SEC Chairwoman Mary Shapiro recently told the U.S. House of Representatives Financial Services Committee that the Commission is hard at work revising its oversight role with respect to credit rating agencies. Specifically, the Commission is considering implementing new rules for the industry and has established a branch of examiners to oversee the conduct of credit rating agencies.
One of the goals of any new regulatory scheme, Shapiro said, would be to limit a company’s ability to “rate shop.” That is, the new rules will prevent a company in the process of issuing new debt securities from secretly approaching multiple credit rating agencies until it finds one willing to assign the new issue an acceptable rating. Instead, an issuer will be required to disclose every agency that “pre-rates” its securities – and the rating that each would have assigned. Such a regime will prevent an issuer’s ability to play one rating agency off of another – and should thus serve to make the entire ratings process much more transparent.
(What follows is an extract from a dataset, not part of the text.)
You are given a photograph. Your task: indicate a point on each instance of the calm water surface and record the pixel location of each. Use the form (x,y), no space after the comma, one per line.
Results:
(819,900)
Although credit rating agencies have long resisted increased scrutiny of their operations, we feel that the time for requiring more fulsome ratings disclosure has come. These agencies have been widely criticized as significant contributors to the current economic crisis – doing little to nothing to signal to the market the risk inherent in mortgage-backed securities, for instance. New SEC regulations and a branch of the Commission tasked with enforcing them appear to be a major step in the right direction toward getting information on investment risk into the hands of the people who most need it – investors.